Bibla

 

Leviticus 6

Studimi

   

1 Verder sprak de HEERE tot Mozes, zeggende:

2 Als een mens gezondigd, en tegen den HEERE door overtreding overtreden zal hebben, dat hij aan zijn naaste zal gelogen hebben van hetgeen hem in bewaring gegeven, of ter hand gesteld was, of van roof, of dat hij met geweld zijn naaste onthoudt;

3 Of dat hij het verlorene gevonden, en daarover gelogen, en met valsheid gezworen zal hebben; over iets van alles, dat de mens doet, daarin zondigende.

4 Het zal dan geschieden, dewijl hij gezondigd heeft, en schuldig geworden is, dat hij wederuitkeren zal den roof, dien hij geroofd, of het onthoudene, dat hij met geweld onthoudt, of het bewaarde, dat bij hem te bewaren gegeven was, of het verlorene, dat hij gevonden heeft;

5 Of van al, waarover hij valselijk gezworen heeft, dat hij hetzelve in zijn hoofdsom wedergeve, en nog het vijfde deel daarenboven toedoen zal; wiens dat is, dien zal hij dat geven op den dag zijner schuld.

6 En hij zal den HEERE zijn schuldoffer brengen tot den priester, een volkomen ram uit de kudde, met uw schatting, ten schuldoffer.

7 Dan zal de priester voor hem verzoening doen voor het aangezicht des HEEREN, en het zal hem vergeven worden; over iets van al, wat hij doet, waar hij schuld aan heeft.

8 Verder sprak de HEERE tot Mozes, zeggende:

9 Gebied Aaron en zijn zonen, zeggende: Dit is de wet des brandoffers; het is hetgeen, wat door de branding op het altaar den gansen nacht tot aan den morgen opvaart; alwaar het vuur des altaars zal brandende gehouden worden.

10 En de priester zal zijn linnen kleed aantrekken, en de linnen onderbroek over zijn vlees aantrekken, en zal de as opnemen, als het vuur het brandoffer op het altaar zal verteerd hebben, en zal die bij het altaar leggen.

11 Daarna zal hij zijn klederen uittrekken, en zal andere klederen aandoen, en zal de as tot buiten het leger uitdragen aan een reine plaats.

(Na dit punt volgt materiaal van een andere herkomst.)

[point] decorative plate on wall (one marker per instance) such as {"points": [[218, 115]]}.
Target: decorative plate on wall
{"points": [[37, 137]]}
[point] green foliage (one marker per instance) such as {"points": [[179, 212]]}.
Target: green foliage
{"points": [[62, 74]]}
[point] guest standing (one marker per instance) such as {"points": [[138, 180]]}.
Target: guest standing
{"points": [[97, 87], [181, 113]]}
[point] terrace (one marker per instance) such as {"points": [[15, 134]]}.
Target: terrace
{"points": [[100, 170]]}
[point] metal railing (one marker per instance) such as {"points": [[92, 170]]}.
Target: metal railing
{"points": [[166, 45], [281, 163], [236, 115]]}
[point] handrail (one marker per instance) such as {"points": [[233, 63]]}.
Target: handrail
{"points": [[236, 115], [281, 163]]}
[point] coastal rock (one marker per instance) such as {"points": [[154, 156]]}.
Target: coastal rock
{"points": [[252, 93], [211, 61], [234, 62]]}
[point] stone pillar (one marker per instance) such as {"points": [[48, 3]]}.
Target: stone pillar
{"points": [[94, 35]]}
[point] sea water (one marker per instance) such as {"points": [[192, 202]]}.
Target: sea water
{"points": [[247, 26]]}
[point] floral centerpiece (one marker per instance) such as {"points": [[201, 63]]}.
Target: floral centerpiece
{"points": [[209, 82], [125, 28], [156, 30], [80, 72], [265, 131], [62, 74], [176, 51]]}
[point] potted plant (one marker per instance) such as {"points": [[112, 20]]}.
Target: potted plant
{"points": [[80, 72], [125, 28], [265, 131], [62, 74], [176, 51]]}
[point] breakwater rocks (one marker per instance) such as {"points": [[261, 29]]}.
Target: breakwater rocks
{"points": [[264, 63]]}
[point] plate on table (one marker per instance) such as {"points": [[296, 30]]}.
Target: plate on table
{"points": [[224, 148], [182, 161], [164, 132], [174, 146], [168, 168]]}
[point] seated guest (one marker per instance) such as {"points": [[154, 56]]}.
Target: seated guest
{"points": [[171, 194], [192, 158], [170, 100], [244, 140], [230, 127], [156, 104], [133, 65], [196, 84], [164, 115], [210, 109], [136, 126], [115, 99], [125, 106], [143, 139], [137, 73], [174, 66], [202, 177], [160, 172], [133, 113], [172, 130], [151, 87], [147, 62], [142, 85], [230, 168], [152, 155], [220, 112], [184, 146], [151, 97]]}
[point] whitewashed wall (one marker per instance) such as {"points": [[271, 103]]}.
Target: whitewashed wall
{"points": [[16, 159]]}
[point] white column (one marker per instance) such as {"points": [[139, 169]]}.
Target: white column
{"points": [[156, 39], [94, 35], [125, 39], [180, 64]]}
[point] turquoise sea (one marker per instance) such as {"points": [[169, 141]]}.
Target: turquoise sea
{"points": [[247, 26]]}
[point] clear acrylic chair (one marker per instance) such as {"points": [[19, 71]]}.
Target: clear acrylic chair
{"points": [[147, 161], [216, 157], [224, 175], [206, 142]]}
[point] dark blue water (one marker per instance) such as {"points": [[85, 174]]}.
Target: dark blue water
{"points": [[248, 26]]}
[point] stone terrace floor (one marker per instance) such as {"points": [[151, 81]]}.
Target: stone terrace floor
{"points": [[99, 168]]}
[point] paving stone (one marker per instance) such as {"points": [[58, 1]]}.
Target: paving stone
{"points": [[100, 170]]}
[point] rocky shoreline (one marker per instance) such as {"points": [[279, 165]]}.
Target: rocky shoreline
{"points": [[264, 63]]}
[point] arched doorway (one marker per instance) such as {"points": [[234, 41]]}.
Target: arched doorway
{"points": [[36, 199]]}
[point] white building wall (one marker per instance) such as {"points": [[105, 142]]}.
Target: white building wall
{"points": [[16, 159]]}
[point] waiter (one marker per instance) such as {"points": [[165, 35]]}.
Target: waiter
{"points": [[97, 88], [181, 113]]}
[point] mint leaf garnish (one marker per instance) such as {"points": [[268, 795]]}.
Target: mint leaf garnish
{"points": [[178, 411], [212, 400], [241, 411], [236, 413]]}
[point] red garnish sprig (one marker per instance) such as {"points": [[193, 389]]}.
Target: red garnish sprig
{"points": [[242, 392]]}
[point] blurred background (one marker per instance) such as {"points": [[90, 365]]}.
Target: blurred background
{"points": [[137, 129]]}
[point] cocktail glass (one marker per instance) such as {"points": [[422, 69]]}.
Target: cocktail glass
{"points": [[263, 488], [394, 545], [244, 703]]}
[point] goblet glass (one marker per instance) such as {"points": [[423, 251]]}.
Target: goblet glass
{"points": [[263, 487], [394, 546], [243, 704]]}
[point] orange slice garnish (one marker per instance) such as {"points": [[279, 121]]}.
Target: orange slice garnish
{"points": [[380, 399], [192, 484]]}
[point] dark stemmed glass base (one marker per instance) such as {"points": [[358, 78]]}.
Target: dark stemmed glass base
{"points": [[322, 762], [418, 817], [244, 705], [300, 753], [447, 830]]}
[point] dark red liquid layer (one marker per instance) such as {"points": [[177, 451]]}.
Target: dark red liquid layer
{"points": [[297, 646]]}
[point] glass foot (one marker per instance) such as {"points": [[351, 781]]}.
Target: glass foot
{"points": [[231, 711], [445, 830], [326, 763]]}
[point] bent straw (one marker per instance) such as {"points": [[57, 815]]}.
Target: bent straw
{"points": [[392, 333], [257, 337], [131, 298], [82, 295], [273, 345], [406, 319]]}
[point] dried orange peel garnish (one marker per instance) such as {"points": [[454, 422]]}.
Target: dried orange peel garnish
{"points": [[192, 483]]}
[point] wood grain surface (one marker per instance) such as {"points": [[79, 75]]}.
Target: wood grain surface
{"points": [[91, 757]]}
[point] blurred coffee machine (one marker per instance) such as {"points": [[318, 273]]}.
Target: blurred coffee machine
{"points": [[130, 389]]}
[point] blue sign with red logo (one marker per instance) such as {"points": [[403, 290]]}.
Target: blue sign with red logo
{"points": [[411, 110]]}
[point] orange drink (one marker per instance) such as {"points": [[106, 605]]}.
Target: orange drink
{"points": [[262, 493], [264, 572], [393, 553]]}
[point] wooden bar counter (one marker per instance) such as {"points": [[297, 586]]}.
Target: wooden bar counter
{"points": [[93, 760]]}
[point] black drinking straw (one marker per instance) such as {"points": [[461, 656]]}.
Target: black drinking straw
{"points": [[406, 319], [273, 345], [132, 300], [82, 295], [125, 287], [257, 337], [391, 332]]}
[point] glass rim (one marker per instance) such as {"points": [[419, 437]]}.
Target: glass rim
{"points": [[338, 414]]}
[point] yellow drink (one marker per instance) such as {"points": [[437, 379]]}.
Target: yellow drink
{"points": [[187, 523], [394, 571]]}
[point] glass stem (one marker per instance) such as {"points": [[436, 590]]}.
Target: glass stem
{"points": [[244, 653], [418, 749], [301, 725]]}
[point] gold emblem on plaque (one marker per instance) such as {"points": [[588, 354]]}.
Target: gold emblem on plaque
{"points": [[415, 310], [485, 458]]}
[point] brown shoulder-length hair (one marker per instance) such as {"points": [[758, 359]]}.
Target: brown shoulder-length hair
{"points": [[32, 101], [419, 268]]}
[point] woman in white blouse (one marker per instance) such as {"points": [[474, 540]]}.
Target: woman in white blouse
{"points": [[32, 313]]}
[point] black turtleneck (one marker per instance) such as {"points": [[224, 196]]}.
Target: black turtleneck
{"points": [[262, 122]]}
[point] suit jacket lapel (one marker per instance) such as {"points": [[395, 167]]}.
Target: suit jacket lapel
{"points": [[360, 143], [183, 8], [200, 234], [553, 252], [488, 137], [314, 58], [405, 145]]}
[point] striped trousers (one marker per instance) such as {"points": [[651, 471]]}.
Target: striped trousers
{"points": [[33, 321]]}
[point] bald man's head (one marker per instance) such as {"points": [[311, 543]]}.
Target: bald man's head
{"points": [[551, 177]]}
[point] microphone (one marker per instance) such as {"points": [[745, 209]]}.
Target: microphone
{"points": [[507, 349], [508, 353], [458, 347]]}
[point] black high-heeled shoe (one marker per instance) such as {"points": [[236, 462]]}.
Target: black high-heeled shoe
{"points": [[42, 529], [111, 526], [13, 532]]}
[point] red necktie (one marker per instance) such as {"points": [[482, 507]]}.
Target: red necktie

12 Het vuur nu op het altaar zal daarop brandende gehouden worden, het zal niet uitgeblust worden; maar de priester zal daar elken morgen hout aansteken, en zal daarop het brandoffer schikken, en het vet der dankofferen daarop aansteken.

13 Het vuur zal geduriglijk op het altaar brandende gehouden worden; het zal niet uitgeblust worden.

14 Dit is nu de wet des spijsoffers; een der zonen van Aaron zal dat voor het aangezicht des HEEREN offeren, voor aan het altaar.

15 En hij zal daarvan opnemen zijn hand vol, uit de meelbloem des spijsoffers, en van deszelfs olie, en al den wierook, die op het spijsoffer is; dan zal hij het aansteken op het altaar; het is een liefelijke reuk tot deszelfs gedachtenis voor den HEERE.

16 En het overblijvende daarvan zullen Aaron en zijn zonen eten; ongezuurd zal het gegeten worden in de heilige plaats; in den voorhof van de tent der samenkomst zullen zij dat eten.

17 Het zal niet gedesemd gebakken worden; het is hun deel, dat Ik gegeven heb van Mijn vuurofferen; het is een heiligheid der heiligheden, gelijk het zondoffer en gelijk het schuldoffer.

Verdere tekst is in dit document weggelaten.